From 'The Maya' Michael D. Coe (not Fortean, but a rather nice little introduction to the Maya IMO) p213-

"As has been said before, the idea of cyclical creations and destructions is a typical feature of Mesoamerican religons. The Aztecs, for instance, thought that the universe passed through four such ages, and that we were now in the fifth, to be destroyed by earthquakes. The Maya thought along the same lines, in terms of eras of great length, like the Hindu kalpas. There is a suggestion that each of these measured 13 bak'tuns (5,124.25 years, and that Armageddon would overtake the degenerate peoples of the world and all creation on the final of the thirteenth; the Great Cycle would then begin again. Thus, following the Thompson correlation, our own universe would have been created on 4 Ajaw 8 Kumk'u 13.0.0.0.0 (13 August 3114 BC), to be annihilated on 23 December AD 2012...According to our post-Conquest Maya sources, the last Creation prior to our own ended with a great flood, a belief that is also found amoung the Aztecs"

italics are mine

Basically there is a degree of uncertainty about the date - i.e. how the long count fits with our calender. If the Thompson correlation (to our calender) is wrong then we past the fifth annihilation about 255 years ago. But just to worry you, the Thompson correlation looks best given the archeology.

The flood date is interesting, given that it does appear to match up in chronilogical step (vaguely) with flood traditions of other civilisations (I'm thinking of the Sumerians here, but I do realise its a bit tenuous as the dates there are very very vague...)
 
The idea of "all prophecies converging on 2012" isn't especially new either.

It was used several times during the 20th century, most recently to show that Jesus Christ would return in 1999 (having failed to show up in 1914, 1925, 1936, 1947, 1953, 1962, 1975, 1995 and so on.)

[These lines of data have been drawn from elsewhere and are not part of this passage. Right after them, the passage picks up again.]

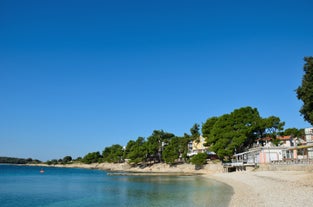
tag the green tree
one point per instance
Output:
(92, 157)
(113, 154)
(195, 134)
(172, 151)
(156, 144)
(293, 131)
(67, 159)
(208, 126)
(199, 160)
(305, 91)
(136, 151)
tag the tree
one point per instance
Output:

Back during the middle 1950s there was a writer in one of Ray Palmer's occult magazines who used a half-dozen different prophetic strands to demonstrate that our terrestrial curtains would close in late 1957.

But 1958 rolled around anyway, just like....er....clockwork.
 
Mythopoeika said:
Well, in 2012 it is forecast that the Sun's magnetic poles will reverse.
This is supposed to be an established scientific fact, but I can't remember where I read it.

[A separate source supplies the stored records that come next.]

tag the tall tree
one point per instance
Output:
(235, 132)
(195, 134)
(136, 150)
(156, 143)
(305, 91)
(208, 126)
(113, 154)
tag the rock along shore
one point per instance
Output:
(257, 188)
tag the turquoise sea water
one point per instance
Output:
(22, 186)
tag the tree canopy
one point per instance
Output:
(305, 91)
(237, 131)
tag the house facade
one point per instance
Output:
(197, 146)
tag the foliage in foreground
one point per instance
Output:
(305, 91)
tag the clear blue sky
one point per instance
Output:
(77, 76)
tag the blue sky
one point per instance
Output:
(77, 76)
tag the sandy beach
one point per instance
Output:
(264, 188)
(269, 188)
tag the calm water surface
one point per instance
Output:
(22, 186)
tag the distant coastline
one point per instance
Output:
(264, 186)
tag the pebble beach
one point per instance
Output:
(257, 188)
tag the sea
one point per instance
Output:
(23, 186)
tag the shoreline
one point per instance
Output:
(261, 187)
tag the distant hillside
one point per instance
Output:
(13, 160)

If you check NASA's website, it flipped in 2001 too:

http://science.nasa.gov/headlines/y2001/ast15feb_1.htm

"The Sun's magnetic north pole, which was in the northern hemisphere just a few months ago, now points south. It's a topsy-turvy situation, but not an unexpected one.

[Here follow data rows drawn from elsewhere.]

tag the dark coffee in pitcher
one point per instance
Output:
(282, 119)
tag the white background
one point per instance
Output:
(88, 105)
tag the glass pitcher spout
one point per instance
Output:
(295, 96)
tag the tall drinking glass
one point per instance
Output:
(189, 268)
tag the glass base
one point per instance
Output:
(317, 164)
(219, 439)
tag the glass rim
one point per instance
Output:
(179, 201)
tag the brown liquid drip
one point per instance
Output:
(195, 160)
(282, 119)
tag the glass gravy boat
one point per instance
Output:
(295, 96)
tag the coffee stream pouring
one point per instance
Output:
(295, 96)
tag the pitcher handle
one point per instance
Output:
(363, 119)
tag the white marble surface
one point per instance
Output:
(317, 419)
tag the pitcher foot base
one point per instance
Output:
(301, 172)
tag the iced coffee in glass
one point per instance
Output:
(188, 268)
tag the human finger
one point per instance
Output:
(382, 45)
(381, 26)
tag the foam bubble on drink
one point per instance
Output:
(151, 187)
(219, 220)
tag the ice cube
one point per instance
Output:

"This always happens around the time of solar maximum," says David Hathaway, a solar physicist at the Marshall Space Flight Center. "The magnetic poles exchange places at the peak of the sunspot cycle. In fact, it's a good indication that Solar Max is really here.""

Did the world end and I missed it?
 
wembley8 said:
Did the world end and I missed it?

Yes, of course. We attempted to contact you hours in advance. But the only thing we heard was that you'd gone out for a walk "because the sun seems so funny."
 
tilly50 said:
It is much the same as the idea that the Yellowstone Park caldera is overdue to erupt. Geologists cannot state to the day (or year) when an event occured (they deal with epochs, great spans of time usually) so they do not mean NOW when they say "soon".

It is something I got used to with my husbands concept of time keeping :roll: :lol:

This is exactly right, but people don't appreciate it. The Yellowstone Caldera will erupt imminently, geologically speaking. Which means any time between right now, and 30,000 years from now. I usually have to ask my wife whether she's speaking geologically when she talks about things happening soon...

It's interesting how dismissive people are of Y2K now, because nothing happened. People seldom remember that we spent about five years in advance fixing everything. I personally didn't think anything bad would happen, precisely because so much time and effort had gone into fixing the problem.

By the time the date rolled round, there was no Y2K bug to cause problems. So, do people just take the attitude that because nothing happened, there was no danger (rather than it was averted), or was there genuinely never a problem?